Kadim çağlardan bu yana Kilise geleneği Tanrının annesini en saf ve en kutsal anne olarak anar.
Biz liturjik dualarımızda daha da sıklıkla ve böyle görkemli bir söyleyişle tekrar ederiz: ‘Cherubimler’den daha saygıdeğer ve Seraphimler’den karşılaştırılmaz derecede şerefli’.
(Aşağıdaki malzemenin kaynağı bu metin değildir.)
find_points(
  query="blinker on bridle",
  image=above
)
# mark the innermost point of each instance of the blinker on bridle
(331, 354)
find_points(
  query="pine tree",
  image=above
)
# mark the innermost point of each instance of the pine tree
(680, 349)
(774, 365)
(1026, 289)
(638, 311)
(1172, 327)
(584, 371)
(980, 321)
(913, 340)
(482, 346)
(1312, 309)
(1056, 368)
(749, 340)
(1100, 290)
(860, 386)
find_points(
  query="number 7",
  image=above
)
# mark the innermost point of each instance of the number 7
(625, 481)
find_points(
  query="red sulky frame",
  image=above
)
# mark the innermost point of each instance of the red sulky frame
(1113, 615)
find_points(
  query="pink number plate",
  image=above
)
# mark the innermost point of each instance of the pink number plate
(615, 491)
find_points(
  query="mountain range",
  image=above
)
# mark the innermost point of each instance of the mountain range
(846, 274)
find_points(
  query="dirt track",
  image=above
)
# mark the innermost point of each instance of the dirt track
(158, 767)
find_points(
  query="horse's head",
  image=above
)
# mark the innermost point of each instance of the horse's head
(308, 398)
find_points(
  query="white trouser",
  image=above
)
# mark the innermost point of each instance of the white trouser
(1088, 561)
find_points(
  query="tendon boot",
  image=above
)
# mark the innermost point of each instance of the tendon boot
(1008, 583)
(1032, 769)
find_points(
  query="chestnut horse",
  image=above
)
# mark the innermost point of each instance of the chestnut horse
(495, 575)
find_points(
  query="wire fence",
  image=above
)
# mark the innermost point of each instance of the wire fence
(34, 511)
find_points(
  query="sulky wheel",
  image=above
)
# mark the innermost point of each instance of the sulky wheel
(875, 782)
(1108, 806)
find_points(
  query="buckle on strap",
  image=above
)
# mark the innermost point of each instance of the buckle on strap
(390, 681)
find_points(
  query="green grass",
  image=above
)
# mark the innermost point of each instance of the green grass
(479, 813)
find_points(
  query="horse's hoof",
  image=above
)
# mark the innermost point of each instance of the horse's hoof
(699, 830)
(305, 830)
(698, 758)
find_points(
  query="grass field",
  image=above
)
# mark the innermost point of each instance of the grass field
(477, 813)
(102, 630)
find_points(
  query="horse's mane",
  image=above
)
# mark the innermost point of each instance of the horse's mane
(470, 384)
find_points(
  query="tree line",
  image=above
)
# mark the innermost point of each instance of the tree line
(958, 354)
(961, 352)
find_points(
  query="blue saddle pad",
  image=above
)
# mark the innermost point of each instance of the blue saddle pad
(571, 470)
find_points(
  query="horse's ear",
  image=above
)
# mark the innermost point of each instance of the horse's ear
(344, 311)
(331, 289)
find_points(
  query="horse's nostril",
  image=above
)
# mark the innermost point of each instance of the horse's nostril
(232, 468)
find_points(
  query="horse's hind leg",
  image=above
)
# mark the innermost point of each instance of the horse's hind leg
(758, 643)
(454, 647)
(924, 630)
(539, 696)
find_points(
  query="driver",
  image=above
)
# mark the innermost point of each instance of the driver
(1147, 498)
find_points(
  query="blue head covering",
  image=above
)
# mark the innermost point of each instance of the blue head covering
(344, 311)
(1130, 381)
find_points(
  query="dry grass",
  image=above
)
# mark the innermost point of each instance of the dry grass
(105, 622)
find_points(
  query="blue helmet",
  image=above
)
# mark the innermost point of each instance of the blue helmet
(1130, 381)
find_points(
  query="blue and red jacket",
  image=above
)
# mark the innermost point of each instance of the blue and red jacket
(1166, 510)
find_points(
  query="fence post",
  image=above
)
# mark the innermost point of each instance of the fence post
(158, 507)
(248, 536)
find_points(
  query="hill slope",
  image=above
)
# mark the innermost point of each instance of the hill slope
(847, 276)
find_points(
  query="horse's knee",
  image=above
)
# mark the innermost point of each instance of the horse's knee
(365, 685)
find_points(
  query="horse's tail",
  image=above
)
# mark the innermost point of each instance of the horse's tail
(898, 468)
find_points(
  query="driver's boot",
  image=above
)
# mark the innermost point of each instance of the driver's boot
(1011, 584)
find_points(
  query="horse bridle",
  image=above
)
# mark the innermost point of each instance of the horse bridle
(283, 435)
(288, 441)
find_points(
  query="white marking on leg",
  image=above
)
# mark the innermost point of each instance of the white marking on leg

Başka bir deyişle, kutsal yazıların meleklere tayin ettiği gibi, o (Meryem Annemizi işaret ediyor) gösterir ki onu Cherubimler’den daha fazla onurlandırmak uygundur ve Seraphimler’den daha büyük sonsuz bir şöhretle çevrelenmiştir.
Onun adı ne liturjik duaların hemen hemen çoğunda ne de makamlarda bahsedilir.
Nasıl anımsanmaz ki ister batılı ister doğulu tüm Hristiyan sanatı kol emeğinde Meryemin ve ilahi çocuğunun görselleriyle doludur.
Kiliseye girerken gördüğümüz bu ikona, İkonastasisin kraliyet kapılarından da saygındır.
Onu yanan mumlardan bir okyanus olarak görmek olağandır ve yukarıya bakarsak/ gözümüzü yukarı kaldırırsak sunağın üstündeki apsitte Meryemin kainatın kalbinde duran ve tam merkeze yerleştirilmiş görüntüsünü genellikle fark edebiliriz.
(Orada) bu yazıt bulunur: ‘Lütufla dolu, sende tüm evren sevinir’.